Op de grieven mag door de geïntimeerde schriftelijk worden gereageerd. Dit is ook het moment waarop uiterlijk door de geïntimeerde het incidenteel appel kan worden ingesteld. Uiteraard mag ook op de grieven in het incidentele appel worden gereageerd met een zogeheten memorie van antwoord in incidenteel appel.
6. Is er een mondelinge behandeling?
Ook in hoger beroep vindt vaak een mondelinge behandeling (zitting) plaats. Vaste jurisprudentie bepaalt dat als een partij het gerechtshof om een mondelinge behandeling vraagt, dit slechts onder zeer uitzonderlijke omstandigheden mag worden afgewezen. Anders dan bij de rechtbank, waar in de meeste gevallen recht wordt gesproken door één rechter, wordt het hoger beroep bij het gerechtshof behandeld door drie rechters. Rechters in het gerechtshof worden raadsheren worden genoemd.

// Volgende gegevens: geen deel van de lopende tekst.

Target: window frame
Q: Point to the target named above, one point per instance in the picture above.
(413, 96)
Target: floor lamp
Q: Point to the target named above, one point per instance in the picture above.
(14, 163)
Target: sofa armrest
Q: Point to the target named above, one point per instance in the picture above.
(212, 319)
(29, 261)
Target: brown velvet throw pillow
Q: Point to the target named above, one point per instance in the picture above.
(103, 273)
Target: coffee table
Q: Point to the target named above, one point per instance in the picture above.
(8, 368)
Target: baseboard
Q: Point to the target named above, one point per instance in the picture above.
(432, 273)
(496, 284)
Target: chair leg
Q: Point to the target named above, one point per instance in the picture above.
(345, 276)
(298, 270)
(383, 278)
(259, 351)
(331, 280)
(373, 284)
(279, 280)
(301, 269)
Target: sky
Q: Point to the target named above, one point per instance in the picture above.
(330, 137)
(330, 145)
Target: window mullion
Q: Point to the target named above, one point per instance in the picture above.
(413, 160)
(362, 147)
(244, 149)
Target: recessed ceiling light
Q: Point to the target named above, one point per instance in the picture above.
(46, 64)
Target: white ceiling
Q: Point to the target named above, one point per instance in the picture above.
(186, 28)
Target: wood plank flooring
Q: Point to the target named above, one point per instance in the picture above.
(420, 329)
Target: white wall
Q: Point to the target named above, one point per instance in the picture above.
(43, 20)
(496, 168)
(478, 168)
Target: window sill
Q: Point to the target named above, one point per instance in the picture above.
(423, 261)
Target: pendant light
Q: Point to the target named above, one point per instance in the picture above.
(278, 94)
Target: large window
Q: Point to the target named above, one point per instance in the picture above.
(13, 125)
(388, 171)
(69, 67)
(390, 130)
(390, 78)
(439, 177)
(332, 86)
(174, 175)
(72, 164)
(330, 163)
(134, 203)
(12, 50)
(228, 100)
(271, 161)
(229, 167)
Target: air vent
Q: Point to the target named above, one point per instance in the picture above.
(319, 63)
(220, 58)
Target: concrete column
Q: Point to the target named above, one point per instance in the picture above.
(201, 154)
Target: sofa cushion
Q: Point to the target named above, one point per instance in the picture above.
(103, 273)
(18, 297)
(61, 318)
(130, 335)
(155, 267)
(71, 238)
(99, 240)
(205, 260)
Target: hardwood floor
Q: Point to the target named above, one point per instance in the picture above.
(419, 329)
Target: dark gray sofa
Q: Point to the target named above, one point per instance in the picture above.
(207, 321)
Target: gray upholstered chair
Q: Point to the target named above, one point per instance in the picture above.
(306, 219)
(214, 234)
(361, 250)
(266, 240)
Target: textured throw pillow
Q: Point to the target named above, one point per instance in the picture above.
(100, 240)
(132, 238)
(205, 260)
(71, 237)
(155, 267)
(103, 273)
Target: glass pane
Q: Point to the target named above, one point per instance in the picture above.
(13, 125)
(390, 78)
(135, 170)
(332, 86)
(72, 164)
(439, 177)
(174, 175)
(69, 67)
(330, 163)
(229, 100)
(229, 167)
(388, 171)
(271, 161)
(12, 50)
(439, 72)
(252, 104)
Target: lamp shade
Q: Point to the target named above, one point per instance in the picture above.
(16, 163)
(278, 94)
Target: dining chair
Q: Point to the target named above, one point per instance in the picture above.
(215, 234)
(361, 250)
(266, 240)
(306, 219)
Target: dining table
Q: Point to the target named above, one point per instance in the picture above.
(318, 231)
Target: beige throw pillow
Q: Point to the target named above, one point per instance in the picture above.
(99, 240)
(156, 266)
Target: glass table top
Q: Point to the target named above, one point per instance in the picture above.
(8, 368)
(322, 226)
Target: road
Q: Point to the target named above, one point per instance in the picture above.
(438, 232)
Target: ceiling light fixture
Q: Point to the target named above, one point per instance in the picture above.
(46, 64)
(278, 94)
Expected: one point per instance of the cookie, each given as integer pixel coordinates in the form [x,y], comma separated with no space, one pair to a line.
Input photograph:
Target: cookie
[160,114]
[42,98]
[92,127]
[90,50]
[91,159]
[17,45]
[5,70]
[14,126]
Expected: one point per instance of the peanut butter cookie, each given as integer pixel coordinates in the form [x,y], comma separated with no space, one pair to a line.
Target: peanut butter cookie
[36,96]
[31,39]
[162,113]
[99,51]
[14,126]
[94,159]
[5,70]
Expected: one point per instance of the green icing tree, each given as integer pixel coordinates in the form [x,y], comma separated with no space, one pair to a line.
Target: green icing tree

7. Hoe lang duurt hoger beroep?
Ook de gerechtshoven hebben het (te) druk. Een procedure in hoger beroep kan gerust een jaar en vaak zelfs langer duren.
Conclusie
Hoger beroep biedt een belangrijke tweede kans om nadelige uitspraken aan te vechten.

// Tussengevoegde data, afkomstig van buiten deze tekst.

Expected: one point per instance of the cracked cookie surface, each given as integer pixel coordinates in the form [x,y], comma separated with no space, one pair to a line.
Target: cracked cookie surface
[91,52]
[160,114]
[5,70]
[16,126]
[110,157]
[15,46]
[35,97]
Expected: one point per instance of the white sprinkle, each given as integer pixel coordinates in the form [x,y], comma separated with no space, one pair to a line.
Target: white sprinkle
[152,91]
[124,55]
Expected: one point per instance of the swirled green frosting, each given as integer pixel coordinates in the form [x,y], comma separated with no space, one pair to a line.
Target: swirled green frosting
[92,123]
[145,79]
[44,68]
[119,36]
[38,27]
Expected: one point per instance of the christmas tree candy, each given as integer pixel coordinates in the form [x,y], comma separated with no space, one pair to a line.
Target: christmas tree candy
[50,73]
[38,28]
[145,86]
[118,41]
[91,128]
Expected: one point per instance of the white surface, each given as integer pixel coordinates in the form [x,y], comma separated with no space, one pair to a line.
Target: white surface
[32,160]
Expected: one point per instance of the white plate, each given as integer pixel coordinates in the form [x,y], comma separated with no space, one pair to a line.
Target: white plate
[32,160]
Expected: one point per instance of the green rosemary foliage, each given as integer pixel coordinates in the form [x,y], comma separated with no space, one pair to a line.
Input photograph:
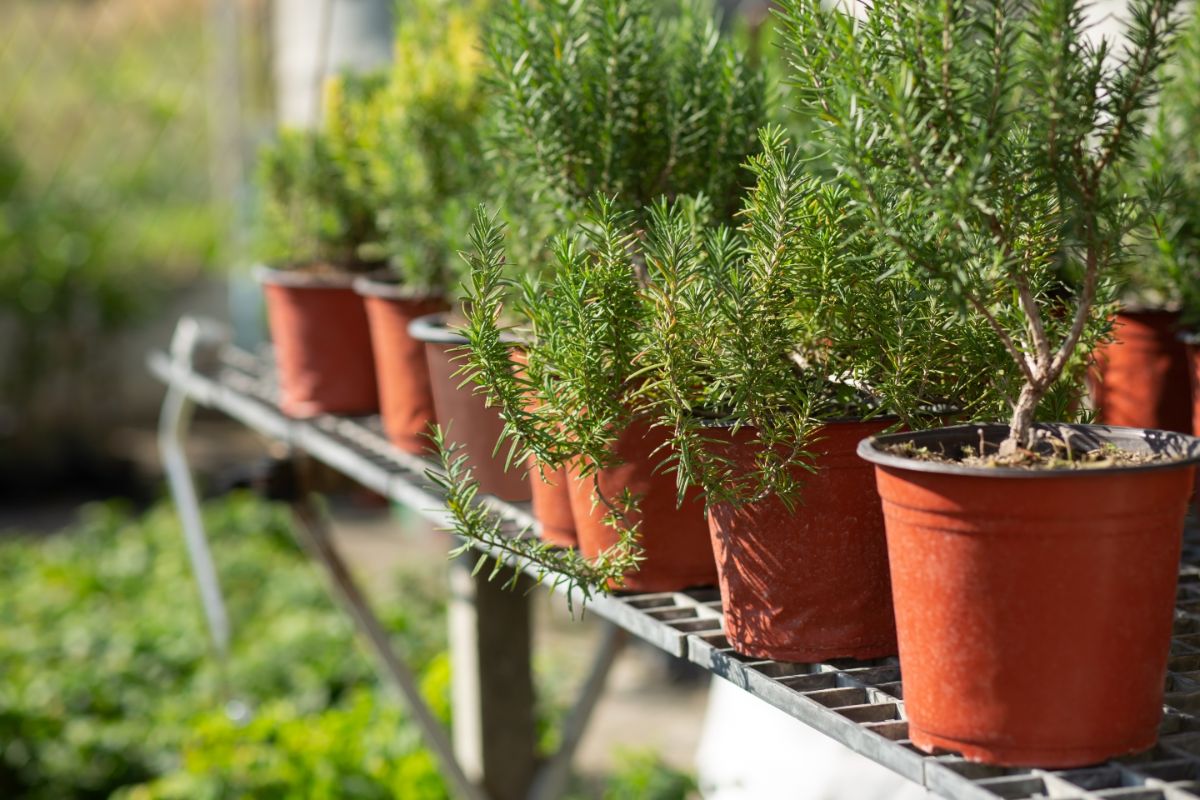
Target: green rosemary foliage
[983,142]
[628,98]
[789,324]
[1167,272]
[483,530]
[425,156]
[317,205]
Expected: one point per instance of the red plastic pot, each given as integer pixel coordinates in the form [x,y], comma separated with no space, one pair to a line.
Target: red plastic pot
[809,584]
[1033,608]
[406,401]
[676,545]
[322,343]
[1140,379]
[552,505]
[465,414]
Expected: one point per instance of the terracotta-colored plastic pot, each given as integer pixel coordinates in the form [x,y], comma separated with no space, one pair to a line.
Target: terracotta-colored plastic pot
[322,343]
[675,540]
[406,402]
[809,584]
[463,413]
[552,505]
[1140,379]
[1033,608]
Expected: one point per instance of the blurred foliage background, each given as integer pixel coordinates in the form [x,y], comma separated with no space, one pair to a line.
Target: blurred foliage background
[111,227]
[108,689]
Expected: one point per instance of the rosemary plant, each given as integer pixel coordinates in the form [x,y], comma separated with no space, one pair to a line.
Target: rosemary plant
[983,142]
[317,205]
[629,98]
[424,157]
[791,323]
[1167,272]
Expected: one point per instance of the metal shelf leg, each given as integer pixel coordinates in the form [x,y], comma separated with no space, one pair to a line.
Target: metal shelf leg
[313,531]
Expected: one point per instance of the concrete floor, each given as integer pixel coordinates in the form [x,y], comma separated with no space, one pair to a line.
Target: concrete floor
[643,707]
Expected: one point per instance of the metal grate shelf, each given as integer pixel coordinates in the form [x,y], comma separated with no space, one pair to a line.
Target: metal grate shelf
[859,704]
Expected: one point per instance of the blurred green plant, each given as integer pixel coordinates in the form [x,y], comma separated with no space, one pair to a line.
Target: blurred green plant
[108,677]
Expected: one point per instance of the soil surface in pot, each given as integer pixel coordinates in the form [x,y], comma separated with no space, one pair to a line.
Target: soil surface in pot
[406,401]
[1035,607]
[465,415]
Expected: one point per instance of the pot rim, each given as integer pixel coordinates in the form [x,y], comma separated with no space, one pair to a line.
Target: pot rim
[293,278]
[1137,439]
[1146,310]
[726,422]
[387,284]
[435,330]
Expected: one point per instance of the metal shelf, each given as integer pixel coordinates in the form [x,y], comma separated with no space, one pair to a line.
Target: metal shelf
[859,704]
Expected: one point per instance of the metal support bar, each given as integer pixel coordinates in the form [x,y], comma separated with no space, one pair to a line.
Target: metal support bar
[551,781]
[315,536]
[174,420]
[493,697]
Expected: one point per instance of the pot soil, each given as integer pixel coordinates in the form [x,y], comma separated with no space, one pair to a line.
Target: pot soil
[1033,607]
[1141,377]
[809,584]
[551,495]
[322,343]
[463,414]
[676,545]
[406,401]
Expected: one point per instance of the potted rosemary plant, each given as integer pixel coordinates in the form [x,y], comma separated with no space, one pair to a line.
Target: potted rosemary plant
[1032,564]
[631,98]
[769,353]
[580,332]
[1165,270]
[317,222]
[425,166]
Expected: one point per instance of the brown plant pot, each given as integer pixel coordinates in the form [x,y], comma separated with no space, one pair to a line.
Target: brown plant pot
[809,584]
[552,505]
[463,414]
[322,343]
[1033,608]
[676,545]
[406,401]
[1140,379]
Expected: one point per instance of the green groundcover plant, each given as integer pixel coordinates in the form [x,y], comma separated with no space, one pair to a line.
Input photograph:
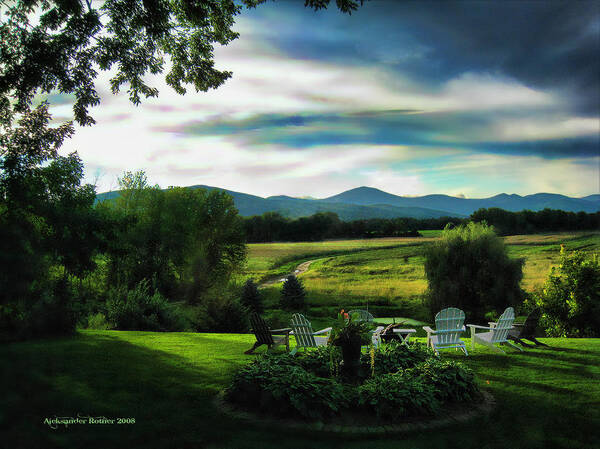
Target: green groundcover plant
[398,382]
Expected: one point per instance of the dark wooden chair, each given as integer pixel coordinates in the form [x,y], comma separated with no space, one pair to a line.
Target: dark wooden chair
[266,336]
[526,330]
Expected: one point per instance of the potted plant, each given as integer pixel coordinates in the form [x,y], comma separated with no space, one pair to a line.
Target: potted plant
[350,333]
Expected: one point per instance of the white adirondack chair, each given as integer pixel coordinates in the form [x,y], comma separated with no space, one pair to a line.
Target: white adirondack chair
[449,324]
[364,315]
[497,334]
[305,337]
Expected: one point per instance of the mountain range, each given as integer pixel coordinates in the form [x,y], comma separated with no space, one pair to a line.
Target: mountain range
[368,202]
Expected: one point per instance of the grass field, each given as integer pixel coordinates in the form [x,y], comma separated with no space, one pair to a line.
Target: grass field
[546,398]
[388,274]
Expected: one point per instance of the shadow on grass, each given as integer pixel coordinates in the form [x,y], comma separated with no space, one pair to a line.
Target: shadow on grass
[102,375]
[167,383]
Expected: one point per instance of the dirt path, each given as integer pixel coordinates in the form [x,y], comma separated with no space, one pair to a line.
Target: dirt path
[299,270]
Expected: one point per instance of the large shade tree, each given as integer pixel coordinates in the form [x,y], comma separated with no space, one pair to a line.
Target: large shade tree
[60,45]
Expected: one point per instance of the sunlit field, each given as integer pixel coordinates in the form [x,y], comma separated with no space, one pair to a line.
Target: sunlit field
[389,273]
[267,259]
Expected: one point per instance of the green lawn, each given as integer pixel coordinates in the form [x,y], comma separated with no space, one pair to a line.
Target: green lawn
[548,397]
[389,274]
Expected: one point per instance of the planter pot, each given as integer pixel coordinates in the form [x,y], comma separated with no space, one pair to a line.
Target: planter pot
[350,366]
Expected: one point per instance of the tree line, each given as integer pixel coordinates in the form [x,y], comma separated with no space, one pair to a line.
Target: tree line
[530,222]
[274,227]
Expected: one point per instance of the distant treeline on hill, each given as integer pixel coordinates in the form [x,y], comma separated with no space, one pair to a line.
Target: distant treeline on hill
[274,227]
[529,222]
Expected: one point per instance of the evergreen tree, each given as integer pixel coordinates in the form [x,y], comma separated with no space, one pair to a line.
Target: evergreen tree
[292,294]
[251,297]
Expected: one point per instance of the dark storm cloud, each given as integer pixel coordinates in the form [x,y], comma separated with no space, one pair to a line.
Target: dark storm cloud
[544,44]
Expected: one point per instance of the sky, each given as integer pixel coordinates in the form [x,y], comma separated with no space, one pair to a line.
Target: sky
[412,97]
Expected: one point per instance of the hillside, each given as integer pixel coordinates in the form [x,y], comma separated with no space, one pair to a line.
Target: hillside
[368,202]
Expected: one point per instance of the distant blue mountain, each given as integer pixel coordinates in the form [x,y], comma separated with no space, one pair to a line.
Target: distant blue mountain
[466,206]
[368,202]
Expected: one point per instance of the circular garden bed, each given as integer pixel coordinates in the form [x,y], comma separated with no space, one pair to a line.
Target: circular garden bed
[396,384]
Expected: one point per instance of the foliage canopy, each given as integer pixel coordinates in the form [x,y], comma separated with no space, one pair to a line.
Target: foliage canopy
[570,299]
[469,268]
[61,45]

Heeft u vragen of twijfels over de wenselijkheid en kansen van een eventueel hoger beroep? Of wordt u geconfronteerd met een hoger beroep en vraagt u zich af wat de mogelijkheden zijn? In dat geval staan onze gespecialiseerde advocaten klaar om u te adviseren en bij te staan. U kunt daartoe vrijblijvend contact opnemen met Thomas Welschen via t.welschen@penrose.law of telefoonnummer 020 – 24 00 710. U kunt uiteraard ook terecht bij één van onze andere procesadvocaten.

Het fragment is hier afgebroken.